Feb 2026: A compromise proposal, “Aave Will Win,” passed with 52.58% approval. It would route 100% of Aave Labs revenue to the DAO in exchange for $42.5M and 75,000 AAVE tokens paid to the Labs.
For (52.58%): Formalizes revenue structure and secures a foundation for V4 development.
Against (42%): The original problem was fees being taken without disclosure. The resolution effectively rewarded the offending party with a larger payout. ACI founder Marc Zeller claimed Labs-linked addresses again tipped the vote.
Feb 20, 2026: BGD Labs announced its departure, citing that Aave Labs had unilaterally pushed V4 transition without consulting BGD and imposed artificial constraints on V3 improvements.
Mar 3, 2026: ACI founder Marc Zeller, prompted by BGD’s exit, declared he would withdraw by July.
Mar 30, 2026: Aave V4 officially launched on Ethereum mainnet.
Apr 6, 2026: Chaos Labs formally exited, citing rising operational burden, opposition to V4 architecture, and structural deficit.
Throughout this sequence, criticism has persisted that Aave Labs exercises de facto decision-making power behind the formality of DAO governance. Chaos Labs’ departure raises the question again: Is Aave being privatized?
A Simple Analogy
Aave was created by Aave Labs, but it grew into something resembling a cooperative. External specialists like BGD Labs and Chaos Labs were brought in as operators, and a governance structure was established where token holders vote on major decisions.
The criticism is that the founder who built this cooperative still holds the largest share of votes. In Aave’s governance, more tokens mean more voting power. The founder’s side allegedly exercised that power at every critical moment. No matter how the other members aligned, the outcome could be overturned if the founder opposed it.
Core operators began leaving one by one. BGD Labs, ACI, and Chaos Labs all exited in succession. It is called a cooperative, but who actually holds the decision-making power?
Is Chaos Labs’ Exit the Privatization of Aave?
This outcome was predictable. Most foundations claim DAO status, but effective control has always sat with one actor. Aave was a rare exception: a project that genuinely attempted to make decentralized governance work.
Even cooperatives eventually consolidate decision-making into a single capable entity. Chaos Labs’ departure amounts to a privatization of Aave. Contributors outside Aave Labs have lost the ecosystem they built; holders have lost a portion of their rights.
Yet the more honest question is whether right and wrong even apply here. No serious market participant treats decentralization as a real operating principle.
Decentralization is an ideology, not a tool. What users need is a protocol that runs safely and protects their assets.
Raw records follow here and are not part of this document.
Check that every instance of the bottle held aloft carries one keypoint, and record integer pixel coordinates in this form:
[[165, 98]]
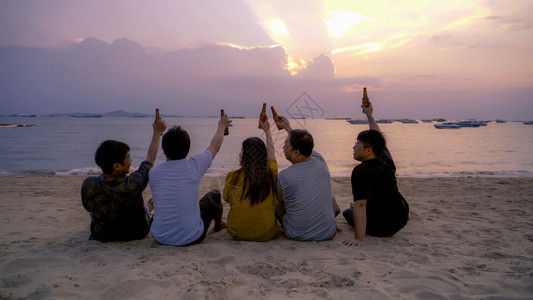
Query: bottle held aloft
[[276, 118], [226, 130], [262, 116], [365, 98]]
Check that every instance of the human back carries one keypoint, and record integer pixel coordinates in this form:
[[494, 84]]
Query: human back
[[306, 190], [251, 190], [305, 203]]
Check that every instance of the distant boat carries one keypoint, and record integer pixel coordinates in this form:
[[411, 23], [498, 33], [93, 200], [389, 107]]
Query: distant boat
[[17, 125], [469, 124], [448, 125], [357, 121], [86, 116], [409, 121]]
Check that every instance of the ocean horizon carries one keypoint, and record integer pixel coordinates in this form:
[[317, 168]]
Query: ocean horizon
[[65, 146]]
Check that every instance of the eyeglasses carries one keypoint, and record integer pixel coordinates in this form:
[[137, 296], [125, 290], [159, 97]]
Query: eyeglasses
[[359, 144]]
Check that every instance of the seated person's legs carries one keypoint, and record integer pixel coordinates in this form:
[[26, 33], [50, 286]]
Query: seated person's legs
[[348, 215], [210, 208], [336, 209]]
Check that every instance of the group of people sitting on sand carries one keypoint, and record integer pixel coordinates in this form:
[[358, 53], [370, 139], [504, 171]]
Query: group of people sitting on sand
[[297, 202]]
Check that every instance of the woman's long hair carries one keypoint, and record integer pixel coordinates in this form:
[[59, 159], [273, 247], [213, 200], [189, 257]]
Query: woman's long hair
[[258, 179]]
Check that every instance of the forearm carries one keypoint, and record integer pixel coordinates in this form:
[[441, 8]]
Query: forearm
[[154, 147], [216, 142], [372, 124], [359, 216], [270, 146]]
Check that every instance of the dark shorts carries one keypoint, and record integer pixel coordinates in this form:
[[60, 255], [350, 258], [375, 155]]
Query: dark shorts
[[210, 207]]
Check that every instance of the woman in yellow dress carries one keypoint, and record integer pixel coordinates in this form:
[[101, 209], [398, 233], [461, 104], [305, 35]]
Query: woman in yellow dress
[[251, 191]]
If centralized decision-making delivers that better, debating the ethics of decentralization’s retreat is a luxury. Most protocols have already made this choice.
The real question is not moral. It is operational: how will Aave Labs fill the gap left by its departing contributors?
Aave is core EVM infrastructure. It is the liquidity layer underpinning countless protocols and users. A major incident, beyond the risk management failures already seen, would not stay contained. It would cascade.
Contributor attrition is real and concerning. But the more urgent question for the broader ecosystem is how quickly and competently Aave Labs can close that gap.